Bioinformatics. 2025 Sep 1;41(9). doi: 10.1093/bioinformatics/btaf447.
The structural complexities enable RNA to serve as a versatile molecular scaffold capable of binding small molecules with high specificity. Understanding these interactions is essential for elucidating RNA's role in disease mechanisms and developing RNA-targeted therapeutics. However, predicting RNA-small molecule binding sites remains a significant challenge due to their conformational flexibility, structural diversity, and the limited availability of high-resolution structural data.
In this study, we propose RLsite, a novel computational framework integrating pre-trained RNA language models with graph attention networks (GAT) to predict small-molecule binding sites on RNA. Our method effectively captures both sequential and structural features of RNA by leveraging large-scale RNA sequence data to learn intrinsic patterns and processing graph-based RNA structures to highlight key topological and spatial features. Compared to existing methods, RLsite demonstrates superior accuracy, generalizability, and biological relevance, achieving a Precision of 0.749, a Recall of 0.654, an MCC of 0.474, and an AUC of 0.828 on the public test set, which significantly outperforms the previous models, such as CapBind (an AUC of 0.770), MultiModRLBP (an AUC of 0.780), and RNABind (an AUC of 0.471). Notably, a case study of the PreQ1 riboswitch has achieved strong predictive performance (AUC = 0.97, Recall = 0.9), and its predicted binding sites have been confirmed experimentally. These results underscore our method as a potentially powerful tool for RNA-targeted drug discovery and advancing our understanding of RNA-ligand interactions.

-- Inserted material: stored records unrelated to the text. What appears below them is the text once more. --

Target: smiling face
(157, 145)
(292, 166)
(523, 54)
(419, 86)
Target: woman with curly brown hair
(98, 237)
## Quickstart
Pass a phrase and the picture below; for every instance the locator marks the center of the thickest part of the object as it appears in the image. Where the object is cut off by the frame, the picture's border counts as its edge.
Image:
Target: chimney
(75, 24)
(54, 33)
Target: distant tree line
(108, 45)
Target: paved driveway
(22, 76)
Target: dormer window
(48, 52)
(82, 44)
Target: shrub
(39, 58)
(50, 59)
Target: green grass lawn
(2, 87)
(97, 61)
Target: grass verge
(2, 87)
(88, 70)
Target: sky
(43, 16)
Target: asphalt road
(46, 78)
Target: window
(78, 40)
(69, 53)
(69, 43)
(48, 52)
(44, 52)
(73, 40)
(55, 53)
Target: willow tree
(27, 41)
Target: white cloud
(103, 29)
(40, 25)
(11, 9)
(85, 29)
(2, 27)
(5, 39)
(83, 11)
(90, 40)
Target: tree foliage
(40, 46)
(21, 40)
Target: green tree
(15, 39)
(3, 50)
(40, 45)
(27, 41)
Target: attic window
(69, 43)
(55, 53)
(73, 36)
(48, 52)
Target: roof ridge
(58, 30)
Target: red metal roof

The resource codes and data can be accessed at https://github.com/SaisaiSun/RLsite.
RNA的结构复杂性使其能够作为一种多功能分子支架,以高特异性结合小分子。理解这些相互作用对于阐明RNA在疾病机制中的作用以及开发以RNA为靶点的治疗方法至关重要。然而,由于RNA的构象灵活性、结构多样性以及高分辨率结构数据的有限可用性,预测RNA-小分子结合位点仍然是一项重大挑战。

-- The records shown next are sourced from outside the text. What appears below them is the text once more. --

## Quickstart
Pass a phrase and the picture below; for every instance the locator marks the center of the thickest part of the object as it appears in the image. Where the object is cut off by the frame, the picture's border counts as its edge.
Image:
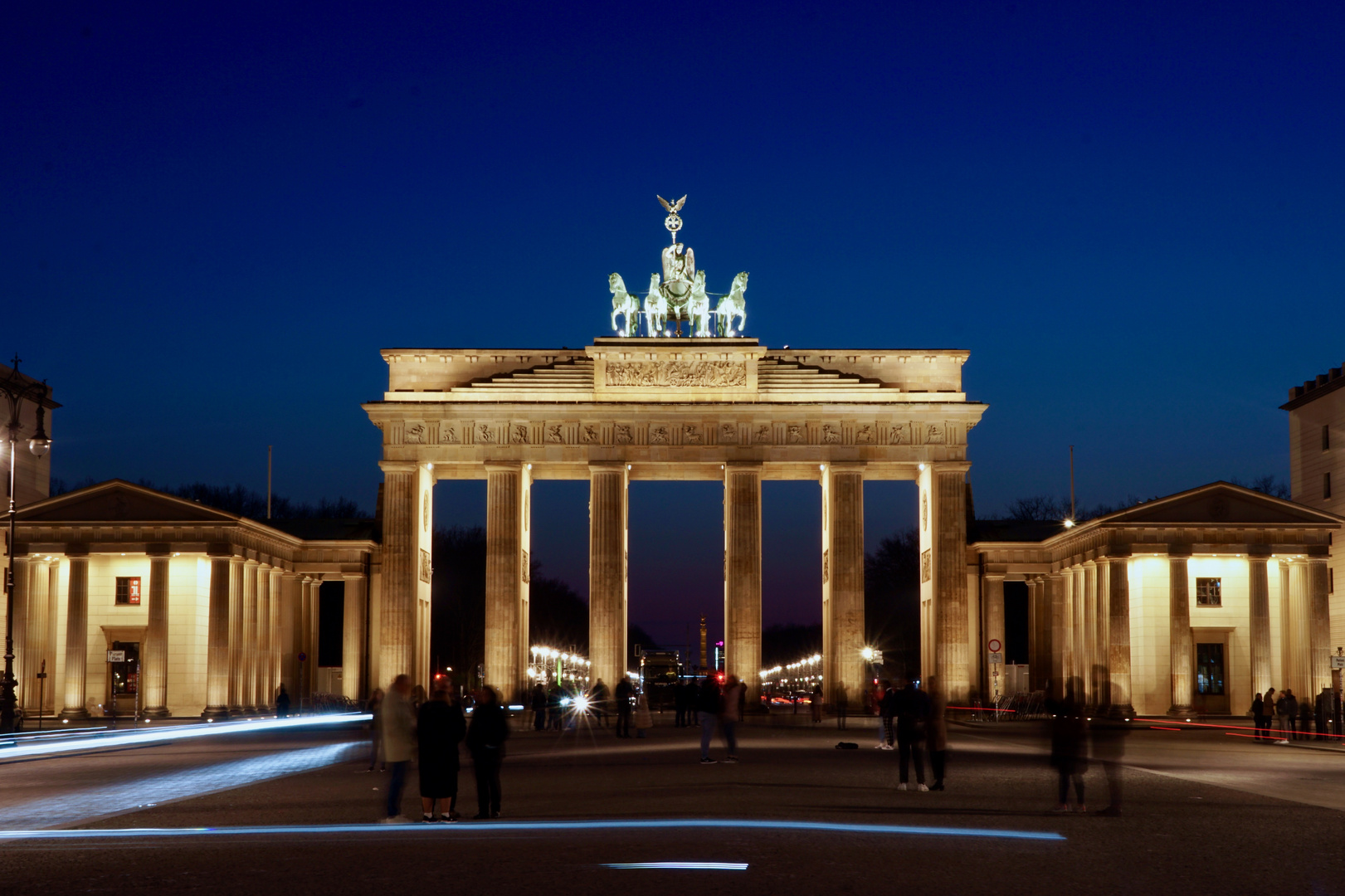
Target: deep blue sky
(1132, 214)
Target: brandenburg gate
(710, 407)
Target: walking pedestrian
(283, 703)
(398, 729)
(708, 708)
(439, 729)
(538, 707)
(376, 732)
(643, 718)
(938, 731)
(912, 711)
(485, 742)
(1109, 736)
(623, 707)
(734, 697)
(1070, 746)
(1288, 711)
(1269, 716)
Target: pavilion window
(128, 591)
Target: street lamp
(17, 389)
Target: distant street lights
(17, 389)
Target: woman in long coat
(439, 729)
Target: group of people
(916, 722)
(1294, 718)
(431, 732)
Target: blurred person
(440, 728)
(643, 718)
(734, 700)
(398, 729)
(912, 711)
(1070, 746)
(538, 707)
(708, 709)
(485, 742)
(1258, 718)
(938, 731)
(1288, 711)
(1109, 742)
(376, 732)
(283, 703)
(623, 707)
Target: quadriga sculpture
(624, 304)
(732, 305)
(655, 309)
(699, 309)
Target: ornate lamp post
(17, 389)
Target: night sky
(212, 217)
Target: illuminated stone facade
(729, 411)
(1145, 608)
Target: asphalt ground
(1177, 835)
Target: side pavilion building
(1188, 603)
(212, 611)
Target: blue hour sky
(1132, 214)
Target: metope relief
(719, 374)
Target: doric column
(261, 649)
(842, 573)
(1056, 601)
(276, 640)
(77, 632)
(743, 575)
(248, 650)
(607, 571)
(407, 565)
(353, 636)
(217, 632)
(236, 634)
(290, 632)
(993, 607)
(1182, 664)
(506, 579)
(154, 658)
(1258, 588)
(1318, 627)
(1085, 590)
(1118, 635)
(948, 499)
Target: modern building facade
(1317, 465)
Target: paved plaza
(1202, 813)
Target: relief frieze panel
(717, 374)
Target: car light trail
(560, 826)
(678, 865)
(149, 736)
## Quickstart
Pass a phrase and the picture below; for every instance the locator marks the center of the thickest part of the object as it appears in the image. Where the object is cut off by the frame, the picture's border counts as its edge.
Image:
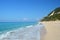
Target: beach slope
(53, 30)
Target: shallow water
(24, 32)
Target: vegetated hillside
(53, 16)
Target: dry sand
(53, 30)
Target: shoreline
(52, 30)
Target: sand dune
(53, 30)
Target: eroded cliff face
(53, 16)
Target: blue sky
(26, 10)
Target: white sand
(53, 30)
(28, 33)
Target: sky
(26, 10)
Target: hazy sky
(26, 10)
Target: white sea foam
(31, 32)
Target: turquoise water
(7, 26)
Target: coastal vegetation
(53, 16)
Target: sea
(6, 28)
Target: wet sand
(52, 30)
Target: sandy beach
(52, 30)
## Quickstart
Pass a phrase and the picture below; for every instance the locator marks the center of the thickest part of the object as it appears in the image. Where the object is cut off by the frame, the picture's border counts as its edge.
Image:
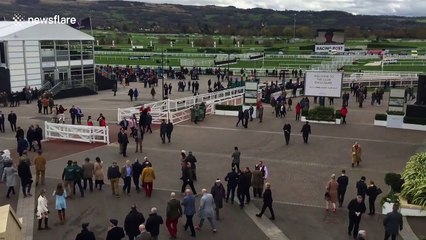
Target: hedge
(321, 113)
(228, 107)
(415, 120)
(381, 117)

在本研究中,我们提出了RLsite,这是一种将预训练的RNA语言模型与图注意力网络(GAT)相结合的新型计算框架,用于预测RNA上的小分子结合位点。我们的方法通过利用大规模RNA序列数据学习内在模式,并处理基于图的RNA结构以突出关键的拓扑和空间特征,有效地捕捉了RNA的序列和结构特征。与现有方法相比,RLsite在准确性、通用性和生物学相关性方面表现出色,在公共测试集上的精确率为0.749,召回率为0.654,马修斯相关系数为0.474,曲线下面积为0.828,显著优于之前的模型,如CapBind(曲线下面积为0.770)、MultiModRLBP(曲线下面积为0.780)和RNABind(曲线下面积为0.471)。值得注意的是,对PreQ1核糖开关的案例研究取得了强大的预测性能(曲线下面积=0.97,召回率=0.9),其预测的结合位点已通过实验得到证实。这些结果强调了我们的方法作为一种潜在的强大工具,可用于以RNA为靶点的药物发现,并加深我们对RNA-配体相互作用的理解。